Teachers as policy-makers: Navigating cultural politics and learning in a school for new immigrant youth at a time of reform
Christine Malsbary

About the research


NAEd/Spencer Postdoctoral Fellowship

Award Year



Vassar College

Primary Discipline

Second Language Learning/Bilingual Education
In the spring of 2014, a group of high school teachers in Brooklyn held a press conference. They announced that they would no longer administer one of the high-stakes tests required by the city’s education department. The test, they stated, had been designed without the city’s immigrant, emergent bilingual students in mind, providing little to no information about their students’ learning or their instructional effectiveness as teachers. The teachers called the experience of administering the test “traumatic” for both themselves and their students, and noted that half of their students’ parents and guardians wanted their children to opt out of testing.Amidst over-generalized conceptions of education policy reform as necessary and good, this long-term ethnographic study aims to provide nuanced and richly textured understandings of policy in the context of the daily life of students and teachers. Building on emerging anthropology of policy research, this study shifts the focus of policy research from policy texts and district, state and federal level policy-makers, to the ways in which teachers are policy-makers. It is hypothesized that teachers of immigrant, bilingual students will (a) navigate, adapt and resist formal, top-down education policy during daily activity to fit their unique student population and (b) set their own policies formally and tacitly according to their deeply held principles and beliefs. I call this process “teacher policy-making”, and seek to understand what policies teachers’ create, which policies they value– and why. At this school studied, teachers are policy-makers in a context of heightened cultural and linguistic diversity. Hence, a second purpose of the study is to understand how formal, official policy– which has tended to be standardized towards the goal of “common” principles — are differentiated and made salient by teachers for immigrant and emergent bilingual youth.
About Christine Malsbary
Christine Brigid Malsbary is an anthropologist of education (Ph.D. UCLA, 2012) whose work is concerned with educational equity in contexts of new immigrant urban diversity.

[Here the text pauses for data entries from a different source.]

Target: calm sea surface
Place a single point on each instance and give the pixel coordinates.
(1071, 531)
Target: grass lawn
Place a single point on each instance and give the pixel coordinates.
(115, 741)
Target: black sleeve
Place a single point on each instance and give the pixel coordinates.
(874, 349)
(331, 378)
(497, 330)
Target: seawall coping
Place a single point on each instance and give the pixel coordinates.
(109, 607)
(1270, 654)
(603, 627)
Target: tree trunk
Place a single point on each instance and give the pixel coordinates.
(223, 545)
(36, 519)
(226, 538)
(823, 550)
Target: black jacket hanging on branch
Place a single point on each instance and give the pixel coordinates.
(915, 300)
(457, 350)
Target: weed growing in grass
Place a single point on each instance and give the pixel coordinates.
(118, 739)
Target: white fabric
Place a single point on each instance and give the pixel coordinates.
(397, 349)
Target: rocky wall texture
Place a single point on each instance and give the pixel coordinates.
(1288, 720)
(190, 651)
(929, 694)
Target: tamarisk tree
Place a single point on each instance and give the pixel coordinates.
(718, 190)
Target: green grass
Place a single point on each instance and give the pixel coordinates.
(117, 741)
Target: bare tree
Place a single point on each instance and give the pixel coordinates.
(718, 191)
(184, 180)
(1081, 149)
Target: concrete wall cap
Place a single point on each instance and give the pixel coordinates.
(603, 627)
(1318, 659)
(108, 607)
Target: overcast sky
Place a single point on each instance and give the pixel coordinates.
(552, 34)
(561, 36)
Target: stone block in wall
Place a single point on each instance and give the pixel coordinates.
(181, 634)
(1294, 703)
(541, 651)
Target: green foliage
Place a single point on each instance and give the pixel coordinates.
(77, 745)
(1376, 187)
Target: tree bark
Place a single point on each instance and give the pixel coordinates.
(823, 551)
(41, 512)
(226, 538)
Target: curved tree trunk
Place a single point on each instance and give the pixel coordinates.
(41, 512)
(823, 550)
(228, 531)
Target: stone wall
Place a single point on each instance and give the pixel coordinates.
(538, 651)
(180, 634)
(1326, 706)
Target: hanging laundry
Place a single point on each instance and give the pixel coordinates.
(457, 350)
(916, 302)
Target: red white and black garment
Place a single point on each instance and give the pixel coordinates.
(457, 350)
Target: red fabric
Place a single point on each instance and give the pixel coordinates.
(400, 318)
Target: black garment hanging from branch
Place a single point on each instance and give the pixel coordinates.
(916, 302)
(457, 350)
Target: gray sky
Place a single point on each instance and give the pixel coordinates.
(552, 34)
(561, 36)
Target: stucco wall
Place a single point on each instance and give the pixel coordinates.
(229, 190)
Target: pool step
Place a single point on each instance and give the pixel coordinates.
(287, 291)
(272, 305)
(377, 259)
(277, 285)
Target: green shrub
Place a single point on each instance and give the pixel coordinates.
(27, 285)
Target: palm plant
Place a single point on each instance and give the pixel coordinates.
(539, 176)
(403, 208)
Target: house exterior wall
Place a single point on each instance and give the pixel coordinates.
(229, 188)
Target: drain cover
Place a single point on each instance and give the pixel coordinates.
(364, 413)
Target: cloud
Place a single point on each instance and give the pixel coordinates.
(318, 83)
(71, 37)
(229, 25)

A former public high school teacher, writer and photographer, Malsbary began her academic career as an assistant professor at the University of Hawai’i Manoa. She is currently a visiting professor at Vassar College. In her dissertation work (2009-2011) and a short curriculum study (2013), Malsbary documented immigrant, emergent bilingual youths’ sociocultural integration (e.g., belonging) and learning in classrooms that are culturally and linguistically pluralist. Recent publications forInternational Journal of Qualitative Studies in Education and Anthropology & Education Quarterly discuss how youths’ “transcultural repertoires of practices” and translanguaging are enacted across diverse ethnolinguistic affiliations and cultural identities, leading to transnational learning and social life. In a second line of research, Malsbary considers how education policy shapes restrictive, racialized schooling environments that obscure the fascinating transnational work youth do.Malsbary’s work carries implications for public reform with goals of pluralist, multilingual, racially-just outcomes. She has received research support from such foundations as the Fulbright-Hays and the Association of American University Women. For the Spencer Postdoctoral Fellowship, Malsbary will conduct long-term ethnography on the ways in which teachers negotiate, adapt, and resist policy reform in highly diverse immigrant, multilingual schools in New York City.